Young professionals learn tools for Israel advocacy

BINA LA, the young leadership division of the Israeli Leadership Council, which seeks to develop community among Jewish American and Israeli professionals through intellectual salons, celebrated its first anniversary with the first Israel Advocacy Conference, held at The Mark in Pico-Robertson on Aug. 14.

“We believe that a group of intellectual and empowered young professionals here in Los Angeles will make Israel stronger,” said Naomi Leight, a member of BINA’s steering committee, who conceived the conference with BINA LA Chair Amir Give’on.

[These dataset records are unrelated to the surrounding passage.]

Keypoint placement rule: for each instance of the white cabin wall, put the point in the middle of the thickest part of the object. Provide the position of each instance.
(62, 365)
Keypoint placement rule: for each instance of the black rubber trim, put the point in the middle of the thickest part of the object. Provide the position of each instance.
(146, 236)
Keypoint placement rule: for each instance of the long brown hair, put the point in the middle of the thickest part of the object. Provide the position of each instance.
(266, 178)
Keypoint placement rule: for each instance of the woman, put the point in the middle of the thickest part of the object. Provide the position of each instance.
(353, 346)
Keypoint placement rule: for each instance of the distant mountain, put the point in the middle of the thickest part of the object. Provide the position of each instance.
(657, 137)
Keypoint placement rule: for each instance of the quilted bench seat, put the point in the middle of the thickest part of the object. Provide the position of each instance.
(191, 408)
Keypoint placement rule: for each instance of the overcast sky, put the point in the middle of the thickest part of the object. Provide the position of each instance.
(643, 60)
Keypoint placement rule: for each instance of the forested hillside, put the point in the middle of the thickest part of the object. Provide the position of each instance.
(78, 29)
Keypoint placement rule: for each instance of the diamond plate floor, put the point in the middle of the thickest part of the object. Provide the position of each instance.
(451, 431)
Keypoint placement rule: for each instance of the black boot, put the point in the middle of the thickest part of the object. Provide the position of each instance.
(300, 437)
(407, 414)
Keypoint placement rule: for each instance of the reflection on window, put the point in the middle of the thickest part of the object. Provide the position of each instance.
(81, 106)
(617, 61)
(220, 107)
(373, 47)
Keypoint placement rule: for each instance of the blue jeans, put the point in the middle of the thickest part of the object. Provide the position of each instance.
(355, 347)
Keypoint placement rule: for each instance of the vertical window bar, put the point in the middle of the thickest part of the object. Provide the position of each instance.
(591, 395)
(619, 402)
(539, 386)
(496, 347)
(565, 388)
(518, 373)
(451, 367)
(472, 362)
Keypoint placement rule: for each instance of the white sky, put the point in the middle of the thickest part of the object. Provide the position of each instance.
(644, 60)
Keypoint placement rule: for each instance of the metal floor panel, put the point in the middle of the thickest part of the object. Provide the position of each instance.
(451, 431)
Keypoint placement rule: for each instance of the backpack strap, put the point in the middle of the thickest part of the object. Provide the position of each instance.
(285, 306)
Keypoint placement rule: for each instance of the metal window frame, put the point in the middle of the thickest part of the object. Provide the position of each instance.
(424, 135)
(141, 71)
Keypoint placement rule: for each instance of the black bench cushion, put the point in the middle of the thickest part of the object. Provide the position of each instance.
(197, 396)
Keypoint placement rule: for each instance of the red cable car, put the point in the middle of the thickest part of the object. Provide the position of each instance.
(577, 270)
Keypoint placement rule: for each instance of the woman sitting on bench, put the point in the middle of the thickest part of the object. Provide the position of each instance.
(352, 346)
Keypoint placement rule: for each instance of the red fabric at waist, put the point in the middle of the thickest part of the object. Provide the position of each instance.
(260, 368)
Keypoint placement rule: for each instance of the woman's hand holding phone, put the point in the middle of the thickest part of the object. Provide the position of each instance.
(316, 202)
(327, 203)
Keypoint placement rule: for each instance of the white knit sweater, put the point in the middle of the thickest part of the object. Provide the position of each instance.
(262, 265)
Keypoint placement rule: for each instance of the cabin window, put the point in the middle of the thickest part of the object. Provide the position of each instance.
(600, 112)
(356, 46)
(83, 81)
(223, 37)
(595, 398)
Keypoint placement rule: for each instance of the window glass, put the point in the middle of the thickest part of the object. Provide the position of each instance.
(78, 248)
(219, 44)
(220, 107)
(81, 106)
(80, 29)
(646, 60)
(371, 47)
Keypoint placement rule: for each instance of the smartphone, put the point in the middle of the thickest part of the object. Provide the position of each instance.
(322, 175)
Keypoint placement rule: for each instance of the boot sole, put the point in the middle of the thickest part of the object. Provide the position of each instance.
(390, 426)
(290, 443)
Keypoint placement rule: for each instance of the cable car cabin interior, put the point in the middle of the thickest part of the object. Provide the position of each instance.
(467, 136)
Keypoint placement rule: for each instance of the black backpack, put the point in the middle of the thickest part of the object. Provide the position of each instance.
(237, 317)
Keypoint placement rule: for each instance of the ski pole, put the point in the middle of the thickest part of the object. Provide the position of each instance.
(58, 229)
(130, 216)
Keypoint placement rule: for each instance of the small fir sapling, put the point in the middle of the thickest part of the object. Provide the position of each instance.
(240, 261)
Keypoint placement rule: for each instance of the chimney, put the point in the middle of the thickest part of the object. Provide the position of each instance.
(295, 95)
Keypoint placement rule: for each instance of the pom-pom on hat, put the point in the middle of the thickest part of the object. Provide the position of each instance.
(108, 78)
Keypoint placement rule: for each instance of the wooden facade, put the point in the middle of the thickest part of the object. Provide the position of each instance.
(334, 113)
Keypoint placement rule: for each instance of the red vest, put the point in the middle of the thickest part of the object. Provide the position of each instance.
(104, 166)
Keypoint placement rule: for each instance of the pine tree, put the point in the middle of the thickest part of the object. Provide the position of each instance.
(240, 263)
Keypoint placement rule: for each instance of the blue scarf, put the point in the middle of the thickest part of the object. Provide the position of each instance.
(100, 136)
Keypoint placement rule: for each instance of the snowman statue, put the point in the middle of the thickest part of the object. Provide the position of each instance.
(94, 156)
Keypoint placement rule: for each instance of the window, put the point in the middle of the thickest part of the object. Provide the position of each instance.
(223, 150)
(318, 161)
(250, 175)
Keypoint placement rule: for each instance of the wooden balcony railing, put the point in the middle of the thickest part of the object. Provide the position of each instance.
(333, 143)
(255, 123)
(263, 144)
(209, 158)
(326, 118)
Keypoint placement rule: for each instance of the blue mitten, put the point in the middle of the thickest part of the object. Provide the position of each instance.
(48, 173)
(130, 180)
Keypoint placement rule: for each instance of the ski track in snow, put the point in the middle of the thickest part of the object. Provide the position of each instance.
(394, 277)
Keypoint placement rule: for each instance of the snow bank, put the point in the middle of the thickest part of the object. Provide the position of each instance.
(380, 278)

“The main battleground is in the media — capturing hearts and minds of individuals,” said Gil Artzyeli, deputy consul general of Israel in Los Angeles, during his opening address.

The resounding tip of the day was: Don’t beleaguer an uninformed, ambivalent audience with heavy political argument.

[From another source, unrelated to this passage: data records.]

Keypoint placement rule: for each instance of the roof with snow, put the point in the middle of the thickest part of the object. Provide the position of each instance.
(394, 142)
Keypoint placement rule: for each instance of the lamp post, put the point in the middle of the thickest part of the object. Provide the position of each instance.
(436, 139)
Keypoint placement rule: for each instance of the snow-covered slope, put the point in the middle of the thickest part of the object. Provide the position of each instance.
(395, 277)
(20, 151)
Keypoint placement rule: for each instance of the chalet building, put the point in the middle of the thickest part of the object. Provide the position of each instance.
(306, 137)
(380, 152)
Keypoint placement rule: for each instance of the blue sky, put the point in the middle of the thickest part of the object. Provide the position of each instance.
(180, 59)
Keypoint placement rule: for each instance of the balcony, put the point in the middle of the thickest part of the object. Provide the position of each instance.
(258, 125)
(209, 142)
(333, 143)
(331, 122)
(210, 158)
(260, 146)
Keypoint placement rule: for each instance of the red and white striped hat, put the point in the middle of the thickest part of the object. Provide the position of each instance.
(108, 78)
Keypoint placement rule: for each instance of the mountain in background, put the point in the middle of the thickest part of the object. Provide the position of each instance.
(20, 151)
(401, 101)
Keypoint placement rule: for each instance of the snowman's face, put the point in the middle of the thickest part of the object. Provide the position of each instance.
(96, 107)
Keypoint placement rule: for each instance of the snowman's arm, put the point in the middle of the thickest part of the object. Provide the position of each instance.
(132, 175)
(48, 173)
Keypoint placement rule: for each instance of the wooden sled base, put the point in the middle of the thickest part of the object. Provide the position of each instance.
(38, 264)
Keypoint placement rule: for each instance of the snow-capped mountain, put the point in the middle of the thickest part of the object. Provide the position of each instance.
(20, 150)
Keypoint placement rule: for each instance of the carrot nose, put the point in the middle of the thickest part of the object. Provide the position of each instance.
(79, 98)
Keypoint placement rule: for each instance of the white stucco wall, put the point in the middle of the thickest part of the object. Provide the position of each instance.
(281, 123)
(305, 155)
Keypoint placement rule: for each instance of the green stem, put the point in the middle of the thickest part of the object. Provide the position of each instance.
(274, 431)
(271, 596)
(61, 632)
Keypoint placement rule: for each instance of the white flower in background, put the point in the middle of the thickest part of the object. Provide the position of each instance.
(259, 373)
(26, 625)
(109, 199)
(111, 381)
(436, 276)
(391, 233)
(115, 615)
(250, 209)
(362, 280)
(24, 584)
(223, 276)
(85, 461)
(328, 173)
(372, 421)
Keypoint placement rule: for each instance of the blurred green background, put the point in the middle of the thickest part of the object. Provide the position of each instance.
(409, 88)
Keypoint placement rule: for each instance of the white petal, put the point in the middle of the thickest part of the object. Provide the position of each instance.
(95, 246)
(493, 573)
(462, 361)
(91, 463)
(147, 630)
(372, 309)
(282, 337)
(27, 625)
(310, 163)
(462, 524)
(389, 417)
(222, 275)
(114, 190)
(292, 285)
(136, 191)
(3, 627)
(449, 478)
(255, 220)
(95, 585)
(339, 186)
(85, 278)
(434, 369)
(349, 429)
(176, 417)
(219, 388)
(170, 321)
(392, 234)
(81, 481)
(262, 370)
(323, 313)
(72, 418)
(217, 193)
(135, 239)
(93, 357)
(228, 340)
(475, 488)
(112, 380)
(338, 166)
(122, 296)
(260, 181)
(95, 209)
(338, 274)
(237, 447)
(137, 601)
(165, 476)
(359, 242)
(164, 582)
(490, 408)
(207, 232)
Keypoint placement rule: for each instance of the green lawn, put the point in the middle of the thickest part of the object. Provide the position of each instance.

“We have to figure out what the national brand strategy is for the State of Israel,” Sasha Strauss, managing director and chief strategist at Innovation Protocol, a brand strategy consulting firm, told the crowd of 100, which included Israeli Americans and American Jews.

A great brand, he said, has the power to change perception and command loyalty. He recommended that Israel veer away from its political and religious narrative and brand itself as a model of integration. “Israel is proof of the ability to integrate,” he said.

Dan Schnur, director of the Unruh Institute of Politics at USC, advised pro-Israel activists to tailor their message to its audience, which can be split into “saints” (those who agree), “sinners” (those who disagree) and “salvageables” (those who can be persuaded). Salvageables, he said, are generally an activist’s target audience and are initially swayed through short, direct messages that, in this case, should be prefaced with, “Israel wants peace.”

Smart, informative and personality-filled Facebook and Twitter posts are powerful tools for winning over “salvageables” on the social media front, said speaker Sharone Levinson, executive director of Act for Israel, an organization that specializes in Israel advocacy through social media.

As an example, she cited a recent post of theirs that drew close to 500,000 views: “Amazing: 300,000 people protested in the streets of Israel. Through the country only 7 people detained. Democracy rules.” Pro-Israel organizations, she said, should invest in a social media plan. 

“Cyber-solidarity” is emerging as a new force in politics, especially in Arab countries that suppress the voice of the people, concluded Israeli analyst and consultant Ra’anan Gissin. But the power of social media engines like Facebook is the forum they provide to tell a story.

“Everyone wants to hear a good story,” he said. “They’re tired of hearing messages.”